Step 1: Use properties of independent events to generate equations.

Given,

$P(A\prime \cap B)=\frac{2}{15}$

$P(A\cap B\prime )=\frac{1}{6}$

It is given that $A$ and $B$ and are independent. Thus,

$\begin{array}{rcl}\mathit{P}\mathbf{(}\mathit{A}\mathbf{\text{'}}\mathbf{\cap }\mathit{B}\mathbf{)}& \mathbf{=}& \mathit{P}\mathbf{(}\mathit{A}\mathbf{\text{'}}\mathbf{)}\mathbf{\times }\mathit{P}\mathbf{\left(}\mathit{B}\mathbf{\right)}\\ & =& [1-P(A\left)\right]\times P\left(B\right)=\frac{2}{15}\dots \left(\mathrm{i}\right)\end{array}$.

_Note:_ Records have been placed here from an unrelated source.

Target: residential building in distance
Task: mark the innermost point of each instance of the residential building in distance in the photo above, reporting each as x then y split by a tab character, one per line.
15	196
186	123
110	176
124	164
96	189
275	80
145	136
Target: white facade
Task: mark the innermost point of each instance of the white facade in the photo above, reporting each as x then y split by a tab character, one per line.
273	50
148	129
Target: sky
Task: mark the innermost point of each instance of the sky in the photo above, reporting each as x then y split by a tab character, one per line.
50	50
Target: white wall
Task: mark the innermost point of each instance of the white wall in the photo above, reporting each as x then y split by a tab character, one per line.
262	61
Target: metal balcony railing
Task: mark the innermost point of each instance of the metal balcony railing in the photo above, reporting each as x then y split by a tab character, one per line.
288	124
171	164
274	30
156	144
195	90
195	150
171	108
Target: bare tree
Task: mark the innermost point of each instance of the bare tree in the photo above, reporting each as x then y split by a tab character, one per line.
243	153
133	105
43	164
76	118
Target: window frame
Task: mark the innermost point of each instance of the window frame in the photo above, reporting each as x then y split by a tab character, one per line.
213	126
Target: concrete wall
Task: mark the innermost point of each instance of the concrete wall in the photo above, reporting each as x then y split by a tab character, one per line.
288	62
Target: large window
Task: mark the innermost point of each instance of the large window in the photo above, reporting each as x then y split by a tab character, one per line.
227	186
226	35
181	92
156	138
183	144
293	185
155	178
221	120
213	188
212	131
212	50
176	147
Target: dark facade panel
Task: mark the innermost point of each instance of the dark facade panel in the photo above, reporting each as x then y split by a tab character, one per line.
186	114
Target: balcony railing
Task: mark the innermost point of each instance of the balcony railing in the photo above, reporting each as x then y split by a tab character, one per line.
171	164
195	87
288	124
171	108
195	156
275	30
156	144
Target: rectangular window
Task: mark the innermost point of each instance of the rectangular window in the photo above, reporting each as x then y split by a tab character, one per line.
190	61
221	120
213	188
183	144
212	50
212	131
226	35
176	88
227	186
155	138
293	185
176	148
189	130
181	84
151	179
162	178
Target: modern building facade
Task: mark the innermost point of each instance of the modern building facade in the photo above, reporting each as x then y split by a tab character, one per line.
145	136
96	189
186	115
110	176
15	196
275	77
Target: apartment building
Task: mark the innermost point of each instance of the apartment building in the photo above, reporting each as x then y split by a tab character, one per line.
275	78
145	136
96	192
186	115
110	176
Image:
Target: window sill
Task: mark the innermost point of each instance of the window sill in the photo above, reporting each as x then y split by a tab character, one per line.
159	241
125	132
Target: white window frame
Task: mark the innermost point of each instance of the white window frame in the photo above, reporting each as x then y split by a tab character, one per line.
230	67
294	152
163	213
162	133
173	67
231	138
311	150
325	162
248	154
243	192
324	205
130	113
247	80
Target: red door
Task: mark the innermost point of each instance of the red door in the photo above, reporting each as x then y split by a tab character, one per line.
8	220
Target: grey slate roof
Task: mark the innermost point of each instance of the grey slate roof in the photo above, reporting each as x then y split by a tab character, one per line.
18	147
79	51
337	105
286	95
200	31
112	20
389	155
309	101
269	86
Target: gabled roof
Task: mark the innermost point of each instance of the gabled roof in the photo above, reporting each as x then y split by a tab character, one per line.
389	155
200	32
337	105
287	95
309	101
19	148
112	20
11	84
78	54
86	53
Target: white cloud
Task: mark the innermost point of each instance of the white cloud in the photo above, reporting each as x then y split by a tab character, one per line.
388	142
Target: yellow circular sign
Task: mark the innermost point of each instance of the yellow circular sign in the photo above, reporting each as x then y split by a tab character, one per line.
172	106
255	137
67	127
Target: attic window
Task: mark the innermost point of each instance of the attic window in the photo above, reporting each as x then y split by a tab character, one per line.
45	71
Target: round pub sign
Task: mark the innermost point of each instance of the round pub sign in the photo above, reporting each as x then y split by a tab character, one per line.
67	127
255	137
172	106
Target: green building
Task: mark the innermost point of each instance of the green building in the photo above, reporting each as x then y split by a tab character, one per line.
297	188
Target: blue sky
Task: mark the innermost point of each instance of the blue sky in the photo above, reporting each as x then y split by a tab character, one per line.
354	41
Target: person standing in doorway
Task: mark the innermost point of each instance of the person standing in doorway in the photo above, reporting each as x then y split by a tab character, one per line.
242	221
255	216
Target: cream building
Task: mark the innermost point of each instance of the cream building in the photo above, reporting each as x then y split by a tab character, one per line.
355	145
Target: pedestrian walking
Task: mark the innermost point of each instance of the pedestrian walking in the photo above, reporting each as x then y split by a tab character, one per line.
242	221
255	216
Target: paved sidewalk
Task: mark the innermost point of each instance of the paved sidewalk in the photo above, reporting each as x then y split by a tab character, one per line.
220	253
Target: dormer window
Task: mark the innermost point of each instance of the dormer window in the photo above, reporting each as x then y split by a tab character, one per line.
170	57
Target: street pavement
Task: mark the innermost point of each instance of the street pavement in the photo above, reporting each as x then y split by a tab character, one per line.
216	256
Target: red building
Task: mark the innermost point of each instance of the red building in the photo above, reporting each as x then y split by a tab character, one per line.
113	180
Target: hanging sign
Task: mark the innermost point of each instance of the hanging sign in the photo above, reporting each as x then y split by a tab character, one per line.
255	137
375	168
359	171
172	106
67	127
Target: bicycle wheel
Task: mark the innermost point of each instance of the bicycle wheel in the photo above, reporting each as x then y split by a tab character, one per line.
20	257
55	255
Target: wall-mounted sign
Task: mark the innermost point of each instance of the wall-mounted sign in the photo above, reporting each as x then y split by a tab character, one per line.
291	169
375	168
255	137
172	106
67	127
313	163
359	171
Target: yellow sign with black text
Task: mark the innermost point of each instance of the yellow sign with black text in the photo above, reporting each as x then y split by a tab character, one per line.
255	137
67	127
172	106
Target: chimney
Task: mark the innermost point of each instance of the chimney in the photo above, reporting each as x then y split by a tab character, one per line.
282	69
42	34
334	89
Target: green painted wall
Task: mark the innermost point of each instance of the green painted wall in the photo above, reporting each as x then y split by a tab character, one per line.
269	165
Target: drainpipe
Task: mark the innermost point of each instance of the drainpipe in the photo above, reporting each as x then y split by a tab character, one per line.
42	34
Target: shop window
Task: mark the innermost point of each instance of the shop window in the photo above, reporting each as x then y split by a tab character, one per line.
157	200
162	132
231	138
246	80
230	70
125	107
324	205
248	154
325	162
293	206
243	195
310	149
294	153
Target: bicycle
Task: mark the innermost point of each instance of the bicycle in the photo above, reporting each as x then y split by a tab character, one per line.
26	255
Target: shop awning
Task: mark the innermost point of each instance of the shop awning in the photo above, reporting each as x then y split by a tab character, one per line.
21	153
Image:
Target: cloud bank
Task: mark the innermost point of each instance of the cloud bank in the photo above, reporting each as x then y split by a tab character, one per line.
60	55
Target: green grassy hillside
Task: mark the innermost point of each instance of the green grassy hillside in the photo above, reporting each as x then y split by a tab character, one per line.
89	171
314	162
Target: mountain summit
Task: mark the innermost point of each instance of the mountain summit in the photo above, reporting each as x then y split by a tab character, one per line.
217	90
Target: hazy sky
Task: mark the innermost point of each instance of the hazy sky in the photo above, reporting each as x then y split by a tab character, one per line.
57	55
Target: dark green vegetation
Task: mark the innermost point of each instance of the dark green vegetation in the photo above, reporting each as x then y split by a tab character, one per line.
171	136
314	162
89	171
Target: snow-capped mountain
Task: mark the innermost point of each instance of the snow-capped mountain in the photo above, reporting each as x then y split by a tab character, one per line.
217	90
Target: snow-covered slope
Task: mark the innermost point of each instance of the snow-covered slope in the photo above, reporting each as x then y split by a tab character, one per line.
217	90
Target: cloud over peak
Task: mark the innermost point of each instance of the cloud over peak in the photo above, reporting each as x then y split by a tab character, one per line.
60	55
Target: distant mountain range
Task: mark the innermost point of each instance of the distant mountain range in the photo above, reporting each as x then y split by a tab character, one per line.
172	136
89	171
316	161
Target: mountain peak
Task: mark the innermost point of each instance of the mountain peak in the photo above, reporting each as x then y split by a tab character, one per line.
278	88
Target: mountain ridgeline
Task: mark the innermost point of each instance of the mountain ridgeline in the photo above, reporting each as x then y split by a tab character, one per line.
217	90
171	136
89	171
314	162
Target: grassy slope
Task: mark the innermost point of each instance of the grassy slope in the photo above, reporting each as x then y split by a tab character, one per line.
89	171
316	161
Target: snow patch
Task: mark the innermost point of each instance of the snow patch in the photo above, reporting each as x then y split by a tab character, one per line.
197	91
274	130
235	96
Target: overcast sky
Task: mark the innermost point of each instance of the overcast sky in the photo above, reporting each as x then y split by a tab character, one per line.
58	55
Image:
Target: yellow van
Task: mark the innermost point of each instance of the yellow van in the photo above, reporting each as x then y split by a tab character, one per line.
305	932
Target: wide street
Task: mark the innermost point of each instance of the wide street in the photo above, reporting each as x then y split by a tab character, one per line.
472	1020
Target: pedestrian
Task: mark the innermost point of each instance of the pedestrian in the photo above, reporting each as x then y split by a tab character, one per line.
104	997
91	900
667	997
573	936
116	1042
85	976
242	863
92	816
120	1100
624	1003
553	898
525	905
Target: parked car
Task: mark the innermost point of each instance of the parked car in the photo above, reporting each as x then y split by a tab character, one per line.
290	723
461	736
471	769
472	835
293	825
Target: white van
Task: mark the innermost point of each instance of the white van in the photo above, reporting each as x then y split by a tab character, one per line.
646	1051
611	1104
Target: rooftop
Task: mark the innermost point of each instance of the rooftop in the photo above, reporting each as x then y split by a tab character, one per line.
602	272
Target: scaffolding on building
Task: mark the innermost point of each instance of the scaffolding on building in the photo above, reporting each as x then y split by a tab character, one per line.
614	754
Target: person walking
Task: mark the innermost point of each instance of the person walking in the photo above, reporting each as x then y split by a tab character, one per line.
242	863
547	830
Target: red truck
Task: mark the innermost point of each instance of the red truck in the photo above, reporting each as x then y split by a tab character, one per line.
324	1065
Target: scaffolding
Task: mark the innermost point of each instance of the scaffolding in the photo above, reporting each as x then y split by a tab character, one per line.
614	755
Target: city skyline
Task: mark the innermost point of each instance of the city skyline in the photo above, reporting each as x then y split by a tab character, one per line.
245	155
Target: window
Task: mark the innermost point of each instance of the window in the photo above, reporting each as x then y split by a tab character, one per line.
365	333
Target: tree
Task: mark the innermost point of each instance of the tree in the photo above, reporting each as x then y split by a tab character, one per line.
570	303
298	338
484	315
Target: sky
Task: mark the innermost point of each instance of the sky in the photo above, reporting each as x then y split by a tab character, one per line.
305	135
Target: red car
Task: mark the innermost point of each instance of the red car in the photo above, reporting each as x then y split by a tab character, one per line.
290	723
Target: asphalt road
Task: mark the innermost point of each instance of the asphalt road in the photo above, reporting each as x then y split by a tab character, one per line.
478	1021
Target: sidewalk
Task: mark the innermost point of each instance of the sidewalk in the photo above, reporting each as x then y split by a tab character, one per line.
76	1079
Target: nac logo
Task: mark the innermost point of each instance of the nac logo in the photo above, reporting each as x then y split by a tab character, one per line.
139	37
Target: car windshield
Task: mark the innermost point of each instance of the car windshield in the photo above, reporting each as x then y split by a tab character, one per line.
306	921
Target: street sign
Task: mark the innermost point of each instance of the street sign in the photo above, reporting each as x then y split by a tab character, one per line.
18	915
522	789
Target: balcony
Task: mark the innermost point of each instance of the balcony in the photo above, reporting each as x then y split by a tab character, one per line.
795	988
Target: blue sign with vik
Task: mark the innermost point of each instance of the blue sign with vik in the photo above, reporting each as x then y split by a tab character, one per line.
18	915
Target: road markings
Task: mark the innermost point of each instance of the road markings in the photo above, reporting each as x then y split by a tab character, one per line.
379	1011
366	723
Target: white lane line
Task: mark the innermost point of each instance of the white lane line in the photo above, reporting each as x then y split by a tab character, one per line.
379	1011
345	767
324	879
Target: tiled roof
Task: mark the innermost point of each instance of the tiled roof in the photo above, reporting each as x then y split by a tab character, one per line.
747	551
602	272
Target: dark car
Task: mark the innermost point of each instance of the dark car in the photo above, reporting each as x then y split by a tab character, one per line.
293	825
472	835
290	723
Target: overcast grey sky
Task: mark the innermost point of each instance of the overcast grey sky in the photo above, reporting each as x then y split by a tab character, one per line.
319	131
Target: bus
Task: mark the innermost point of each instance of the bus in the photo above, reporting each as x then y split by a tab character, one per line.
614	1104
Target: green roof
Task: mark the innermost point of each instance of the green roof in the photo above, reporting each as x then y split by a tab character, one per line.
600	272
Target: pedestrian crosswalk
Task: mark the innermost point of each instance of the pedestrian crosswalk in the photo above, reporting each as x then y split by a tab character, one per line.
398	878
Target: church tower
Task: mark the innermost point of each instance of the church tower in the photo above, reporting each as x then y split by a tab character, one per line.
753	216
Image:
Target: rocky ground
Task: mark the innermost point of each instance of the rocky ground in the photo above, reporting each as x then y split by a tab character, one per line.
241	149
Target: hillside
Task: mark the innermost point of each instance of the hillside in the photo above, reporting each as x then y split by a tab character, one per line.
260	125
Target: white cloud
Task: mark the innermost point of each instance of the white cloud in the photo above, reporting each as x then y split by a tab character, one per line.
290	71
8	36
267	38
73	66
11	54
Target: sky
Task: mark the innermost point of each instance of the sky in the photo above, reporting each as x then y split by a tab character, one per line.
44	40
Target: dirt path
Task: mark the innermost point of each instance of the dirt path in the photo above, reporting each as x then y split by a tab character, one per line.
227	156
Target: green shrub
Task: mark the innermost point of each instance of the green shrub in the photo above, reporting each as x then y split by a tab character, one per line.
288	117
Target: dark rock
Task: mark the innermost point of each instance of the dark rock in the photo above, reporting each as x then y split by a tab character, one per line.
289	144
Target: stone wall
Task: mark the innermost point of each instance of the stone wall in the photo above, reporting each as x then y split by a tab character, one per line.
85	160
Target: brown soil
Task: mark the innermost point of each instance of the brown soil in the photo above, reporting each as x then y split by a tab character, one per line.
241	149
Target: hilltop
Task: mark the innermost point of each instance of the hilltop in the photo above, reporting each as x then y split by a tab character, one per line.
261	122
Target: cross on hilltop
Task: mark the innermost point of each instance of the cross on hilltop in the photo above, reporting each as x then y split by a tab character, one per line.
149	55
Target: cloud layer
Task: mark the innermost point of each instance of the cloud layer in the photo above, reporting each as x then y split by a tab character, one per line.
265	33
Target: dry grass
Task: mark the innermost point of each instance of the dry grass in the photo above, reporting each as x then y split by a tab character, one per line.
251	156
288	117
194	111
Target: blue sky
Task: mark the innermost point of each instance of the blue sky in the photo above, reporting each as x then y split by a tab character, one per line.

$\begin{array}{rcl}\mathit{P}\mathbf{(}\mathit{A}\mathbf{\cap }\mathit{B}\mathbf{\text{'}}\mathbf{)}& \mathbf{=}& \mathit{P}\mathbf{\left(}\mathit{A}\mathbf{\right)}\mathbf{\times }\mathit{P}\mathbf{(}\mathit{B}\mathbf{\text{'}}\mathbf{)}\\ & =& P\left(A\right)\times [1-P(B\left)\right]=\frac{1}{6}\dots \left(\mathrm{ii}\right)\end{array}$

Upon subtracting $\left(\mathrm{i}\right)$ from $\left(\mathrm{ii}\right)$ we get,

$P\left(A\right)-P\left(B\right)=\frac{1}{6}-\frac{2}{15}$

$\Rightarrow P\left(A\right)-P\left(B\right)=\frac{1}{30}$

$\Rightarrow$ $P\left(A\right)=\frac{1}{30}+P\left(B\right)$. $\dots \left(\mathrm{iii}\right)$

Step 2: Substitute equation $\left(\mathrm{iii}\right)$ in equation $\left(\mathrm{ii}\right)$ and solve the resulting quadratic equation.

Substituting $\left(\mathrm{iii}\right)$ in $\left(\mathrm{ii}\right)$we get,

$\left[\frac{1}{30}+P\left(B\right)\right]·\left[1-P\left(B\right)\right]=\frac{1}{6}$

$\Rightarrow$$-P{\left(B\right)}^2-\frac{1}{30}P\left(B\right)+P\left(B\right)+\frac{1}{30}=\frac{1}{6}$

$\Rightarrow$ $P{\left(B\right)}^2-\frac{29}{30}P\left(B\right)+\frac{4}{30}=0$

$\Rightarrow$ $30P{\left(B\right)}^2-29P\left(B\right)+4=0$

This is a quadratic equation in $P\left(B\right)$.

For a quadratic equation of the form $a{x}^2+bx+c=0$ where $a\ne 0$, the roots of theequation are given as,

$\mathit{x}\mathbf{=}\frac{\mathbf{-}\mathbf{b}\mathbf{\pm }\sqrt{{\mathbf{b}}^{\mathbf{2}}\mathbf{-}\mathbf{4}\mathbf{a}\mathbf{c}}}{\mathbf{2}\mathbf{a}}$

Using the above formula,

$P\left(B\right)=\frac{-(-29)\pm \sqrt{{(-29)}^2-4\times 30\times 4}}{2\times 30}$

$$\begin{gathered} \Rightarrow P\left(B\right)=\frac{29\pm \sqrt{361}}{60} \\ \Rightarrow P\left(B\right)=\frac{29\pm 19}{60} \end{gathered}$$

$\Rightarrow P\left(B\right)=\frac{4}{5}$ or $P\left(B\right)=\frac{1}{6}$

Hence the value of $P\left(B\right)$ is $\frac{4}{5}$ or $\frac{1}{6}$.